Editor’s note: We here at CTA are thankful for YOU! As you and those working with you prepare to celebrate Thanksgiving, may our Lord Jesus give you an increasing awareness of his love for you and an ever deepening thankfulness for that love.
“Eww . . . I hate green bean casserole!”
“Cranberry sauce makes me nauseous.”
“The only thing I want to eat here is the pumpkin pie.”
At that very first Thanksgiving feast, could the youngest of the pilgrims have voiced complaints like those of our own children? Perhaps. Few of us would be surprised if we were to learn that since the beginning of recorded history, children have been bemoaning green bean casserole and subtly sneaking extra slices of pumpkin pie.
Thanksgiving is a great time to teach children about receiving God’s gifts with thankful hearts. At this annual feast, little ones can learn that the bounties of this meal—even those less-than-desirable dishes—all come to us as gifts from God.
For as long as this holiday has been celebrated, adults have tried to teach children that everything God sends our way is intended by him for our good. The fun times and the challenging ones, the pumpkin pie and the green bean casserole, all alike should all be received with a grateful heart.
We adults sometimes need to be reminded of that truth, too.
Some days, a grateful heart comes easily. God has clearly given us many blessings. The birth of a child or grandchild is a life-changing event, a gift from the Lord. Finally getting that long-awaited promotion validates years of hard work. Taking the trip of a lifetime is a blessed opportunity. Sweeter than pumpkin pie, these blessings bring great joy. We give thanks unto the Lord from hearts overflowing with thanksgiving.
Other days, mustering up a thankful attitude isn’t so easy. Countless frustrations make God’s good gifts seem few and far between. Praising the Lord for a job in which you feel over-qualified and under-appreciated is no easy task. Finding joy in the midst of cooking dinner and cleaning dishes again and again and again and again and again can be difficult. Giving thanks with a grateful heart, while standing knee-deep in dirty diapers, may seem impossible. As sour as cranberry sauce, these circumstances can leave us wondering why God’s hand of blessing remains so distant.
Yet even in these daily frustrations we can discern genuine reasons for thankfulness. Psalm 106:1 serves as a reminder. (Read it.) God is always good, and he always gives good gifts to his people. Even those days that are populated with abundant annoyances are also filled with divinely delivered gifts.
Daily bread, shelter, and clothing are just the beginning of the many blessings God gives. Most important, he gives us himself and a relationship with himself. Despite our many sins, he has chosen to make that relationship possible through the cross and empty tomb of his Son, Jesus. Though we have at times grumbled and complained, though we often take his love for granted, though we fail to thank him and praise him, still he goes right on loving, forgiving, and blessing us.
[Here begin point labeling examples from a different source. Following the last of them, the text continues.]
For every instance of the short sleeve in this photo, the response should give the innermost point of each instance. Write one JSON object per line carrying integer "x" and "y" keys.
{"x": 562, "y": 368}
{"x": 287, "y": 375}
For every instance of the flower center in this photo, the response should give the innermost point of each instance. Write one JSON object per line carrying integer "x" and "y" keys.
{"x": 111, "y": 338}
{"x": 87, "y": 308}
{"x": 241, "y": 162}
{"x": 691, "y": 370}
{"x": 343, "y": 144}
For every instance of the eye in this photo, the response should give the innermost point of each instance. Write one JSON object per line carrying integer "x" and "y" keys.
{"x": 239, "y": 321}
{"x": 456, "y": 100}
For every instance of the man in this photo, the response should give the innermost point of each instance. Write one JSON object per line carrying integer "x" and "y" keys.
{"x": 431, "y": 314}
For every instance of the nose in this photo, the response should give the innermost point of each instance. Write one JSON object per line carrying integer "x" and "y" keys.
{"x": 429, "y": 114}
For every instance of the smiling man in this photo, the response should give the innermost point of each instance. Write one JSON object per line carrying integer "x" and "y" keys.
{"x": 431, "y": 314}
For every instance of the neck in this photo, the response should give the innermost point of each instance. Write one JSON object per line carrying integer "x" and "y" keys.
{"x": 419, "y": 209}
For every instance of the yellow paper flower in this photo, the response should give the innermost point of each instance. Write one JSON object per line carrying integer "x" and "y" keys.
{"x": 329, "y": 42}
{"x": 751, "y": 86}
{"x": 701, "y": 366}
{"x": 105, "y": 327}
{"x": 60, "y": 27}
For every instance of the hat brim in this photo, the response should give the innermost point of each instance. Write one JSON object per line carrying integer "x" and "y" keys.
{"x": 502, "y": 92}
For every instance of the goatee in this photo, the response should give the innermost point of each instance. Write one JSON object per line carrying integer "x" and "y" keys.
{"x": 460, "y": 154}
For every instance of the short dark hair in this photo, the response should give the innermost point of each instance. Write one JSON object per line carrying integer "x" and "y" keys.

In addition, our Lord uses our daily work to help sustain all of his creation. God himself uses you to do great good for those around you! Our lives are rich and meaningful as a result. We need only open our eyes to see it.
Filling out an expense report at work is an opportunity to uphold godly righteousness in the workplace. Each time you change a diaper or feed the baby, it’s a reminder that God has entrusted you with the care of one of his own dear children. In ways big and small, ordinary and extraordinary, God is always giving you opportunities to do good to others.
These gifts and opportunities do not randomly come and go; God’s mercy is not here today and then gone tomorrow. Instead, God’s mercy endures forever. In Christ Jesus, you are a new creation. In Christ Jesus, eternal life is yours today, tomorrow, and on into eternity.
Christ’s resurrection is the one great gift that gives all of God’s other gifts purpose and meaning. Without Jesus, all the blessings in the world would be nothing more than a momentary diversion from the inevitable consequences of sin. But with Jesus, God’s blessings take on an entirely new purpose and meaning. In Christ, the temporary joys of this world point us to the eternal joy we have in him. Through the eyes of faith, we recognize God’s blessings right now as a foretaste of the bliss that will be ours in the world to come.
This year, as in years past, families and friends will gather to celebrate our national day of Thanksgiving. This year, as in years past, at least some of the children will complain about having to finish their green beans before they can dig into their pumpkin pie. And this year, as in years past, one slice of pie will likely not be enough.
But this year, I encourage you to try something different. As the children anxiously await dessert, use that time to share a word about the hope that we have in Christ. Remind one another that as good as dessert time may be, it is nothing compared to the eternal joy God has in store for his people. One day soon, we will step from time into eternity. We will forever give thanks with a grateful heart for life everlasting with Jesus because of Jesus. That day will be even sweeter than pumpkin pie!